Data journalism
Data journalism is a specialized form of journalism that focuses on the use, analysis, and presentation of data sets to report news stories. It merges traditional reporting methods with advanced data analysis techniques, often incorporating elements like infographics and data visualization. This field has evolved significantly since the late 1980s when notable investigative works highlighted its potential, such as Bill Dedman's Pulitzer Prize-winning series that exposed racial discrimination in mortgage lending.

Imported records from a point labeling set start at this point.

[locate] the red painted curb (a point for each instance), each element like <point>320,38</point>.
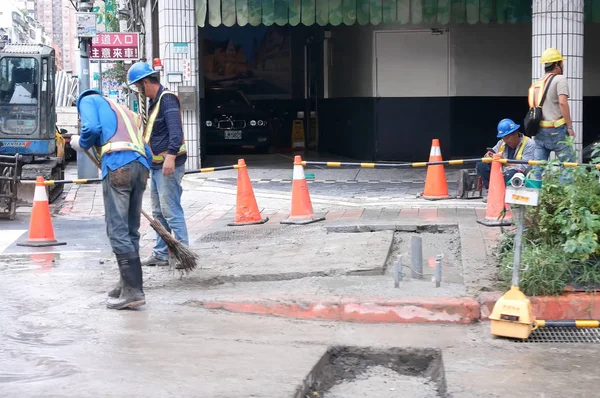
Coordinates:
<point>461,310</point>
<point>552,308</point>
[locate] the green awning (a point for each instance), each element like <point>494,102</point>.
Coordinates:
<point>375,12</point>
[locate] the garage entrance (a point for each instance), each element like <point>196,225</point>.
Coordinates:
<point>258,82</point>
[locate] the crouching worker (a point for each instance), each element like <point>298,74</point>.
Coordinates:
<point>117,134</point>
<point>512,145</point>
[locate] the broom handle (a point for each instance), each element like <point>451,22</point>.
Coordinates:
<point>147,216</point>
<point>92,158</point>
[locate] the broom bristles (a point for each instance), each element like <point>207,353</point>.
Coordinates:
<point>184,256</point>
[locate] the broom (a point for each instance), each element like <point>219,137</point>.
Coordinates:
<point>186,257</point>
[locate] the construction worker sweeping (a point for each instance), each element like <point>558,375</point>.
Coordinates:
<point>116,132</point>
<point>164,135</point>
<point>549,116</point>
<point>512,145</point>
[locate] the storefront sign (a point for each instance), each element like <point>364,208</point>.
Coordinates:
<point>115,47</point>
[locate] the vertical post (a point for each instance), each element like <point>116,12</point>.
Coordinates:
<point>85,167</point>
<point>559,24</point>
<point>398,273</point>
<point>416,257</point>
<point>438,270</point>
<point>518,239</point>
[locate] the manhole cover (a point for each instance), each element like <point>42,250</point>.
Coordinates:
<point>564,335</point>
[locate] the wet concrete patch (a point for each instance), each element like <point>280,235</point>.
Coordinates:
<point>291,253</point>
<point>381,373</point>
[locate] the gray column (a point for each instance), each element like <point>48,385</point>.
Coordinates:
<point>177,24</point>
<point>559,24</point>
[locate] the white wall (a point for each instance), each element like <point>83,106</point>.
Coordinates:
<point>485,59</point>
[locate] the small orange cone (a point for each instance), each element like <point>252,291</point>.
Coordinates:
<point>436,186</point>
<point>247,212</point>
<point>41,233</point>
<point>495,203</point>
<point>302,212</point>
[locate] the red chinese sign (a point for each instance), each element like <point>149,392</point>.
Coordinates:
<point>115,47</point>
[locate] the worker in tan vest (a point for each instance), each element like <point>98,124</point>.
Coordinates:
<point>556,124</point>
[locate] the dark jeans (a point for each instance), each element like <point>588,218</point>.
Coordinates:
<point>123,191</point>
<point>484,170</point>
<point>552,139</point>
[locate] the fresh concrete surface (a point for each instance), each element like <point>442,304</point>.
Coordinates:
<point>294,250</point>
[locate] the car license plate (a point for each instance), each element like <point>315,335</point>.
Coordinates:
<point>233,135</point>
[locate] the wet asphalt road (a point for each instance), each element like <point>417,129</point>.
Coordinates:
<point>57,339</point>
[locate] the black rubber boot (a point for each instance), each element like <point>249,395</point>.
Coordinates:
<point>132,293</point>
<point>115,292</point>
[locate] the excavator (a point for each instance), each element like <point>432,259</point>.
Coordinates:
<point>31,145</point>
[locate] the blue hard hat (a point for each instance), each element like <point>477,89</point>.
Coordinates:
<point>138,71</point>
<point>506,127</point>
<point>93,91</point>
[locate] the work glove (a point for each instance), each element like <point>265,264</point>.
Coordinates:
<point>75,143</point>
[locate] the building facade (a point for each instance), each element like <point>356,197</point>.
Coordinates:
<point>17,26</point>
<point>385,78</point>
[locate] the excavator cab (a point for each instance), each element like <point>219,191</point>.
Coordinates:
<point>27,121</point>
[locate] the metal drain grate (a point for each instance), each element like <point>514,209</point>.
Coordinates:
<point>564,335</point>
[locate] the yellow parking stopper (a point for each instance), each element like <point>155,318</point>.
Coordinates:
<point>512,315</point>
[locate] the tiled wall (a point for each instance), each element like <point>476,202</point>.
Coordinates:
<point>559,24</point>
<point>177,24</point>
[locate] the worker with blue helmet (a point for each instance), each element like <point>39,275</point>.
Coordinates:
<point>164,135</point>
<point>117,135</point>
<point>512,145</point>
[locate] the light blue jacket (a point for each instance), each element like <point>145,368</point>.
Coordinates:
<point>98,125</point>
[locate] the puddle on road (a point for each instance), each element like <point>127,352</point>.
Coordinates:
<point>365,372</point>
<point>42,261</point>
<point>46,368</point>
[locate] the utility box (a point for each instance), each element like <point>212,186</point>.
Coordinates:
<point>187,97</point>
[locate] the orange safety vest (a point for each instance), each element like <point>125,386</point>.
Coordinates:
<point>519,154</point>
<point>128,134</point>
<point>150,126</point>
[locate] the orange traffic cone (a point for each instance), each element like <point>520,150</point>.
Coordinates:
<point>495,203</point>
<point>246,212</point>
<point>41,232</point>
<point>436,186</point>
<point>302,212</point>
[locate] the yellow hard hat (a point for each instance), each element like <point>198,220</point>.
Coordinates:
<point>551,55</point>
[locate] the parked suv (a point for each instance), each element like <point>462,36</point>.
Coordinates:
<point>233,122</point>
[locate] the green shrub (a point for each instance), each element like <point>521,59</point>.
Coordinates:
<point>560,243</point>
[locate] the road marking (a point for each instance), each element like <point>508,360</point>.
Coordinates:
<point>9,237</point>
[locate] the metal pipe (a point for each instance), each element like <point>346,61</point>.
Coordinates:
<point>438,270</point>
<point>416,257</point>
<point>85,167</point>
<point>398,272</point>
<point>444,162</point>
<point>518,239</point>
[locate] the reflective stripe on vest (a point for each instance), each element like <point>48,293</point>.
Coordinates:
<point>128,135</point>
<point>536,91</point>
<point>149,127</point>
<point>519,155</point>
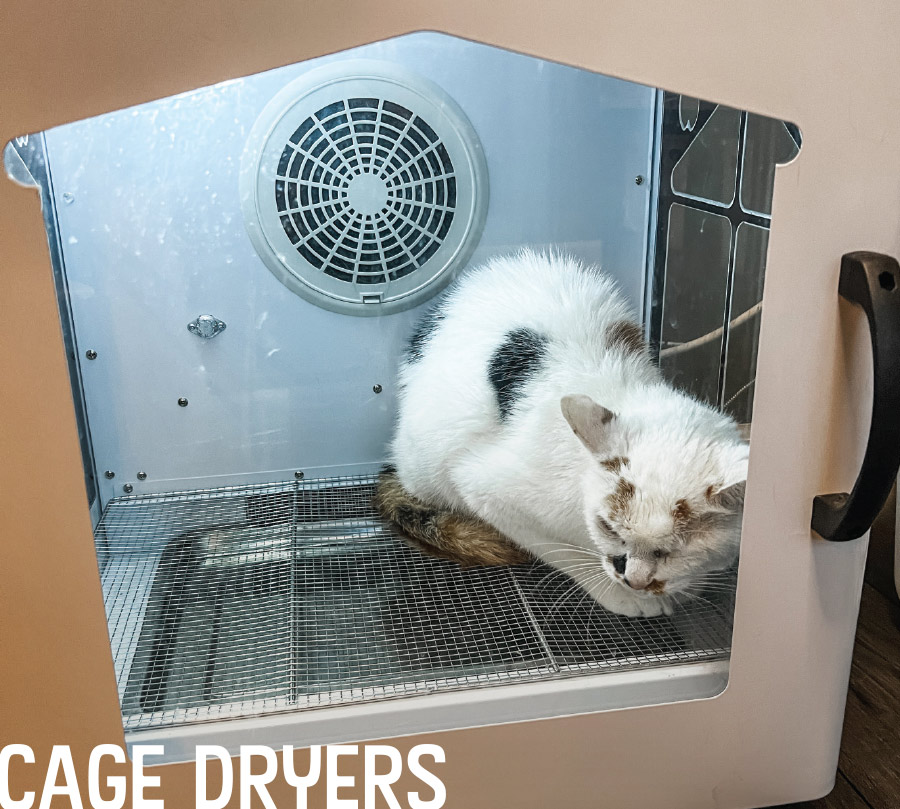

At its core, data journalism aims to extract meaningful insights from large datasets, often requiring a strong proficiency in tools like MySQL and Python, alongside various data visualization software. Its significance has surged with the advent of open data and large-scale data leaks, exemplified by projects like the Panama Papers, which revealed extensive financial misconduct through detailed data analysis. Media organizations are increasingly forming dedicated data teams to enhance their reporting capabilities. While data journalism offers new avenues for storytelling, it also presents challenges, particularly regarding data completeness and interpretation, emphasizing the importance of critical analysis in understanding and presenting information.
On this Page
Data journalism
Overview
Data journalism is a journalistic specialty that draws on the use, analysis, and presentation of data sets in the reporting of news stories. A relatively recent term, and discipline, it is sometimes used synonymously with data-driven journalism, and sometimes constructed as an umbrella term that encompasses data-driven journalism along with infographics, data visualization, and database journalism. Database journalism organizes its information into a database instead of the traditional story or narrative structure, while data-driven journalism is a specialty that uses computers for data analysis in order to find or inform stories.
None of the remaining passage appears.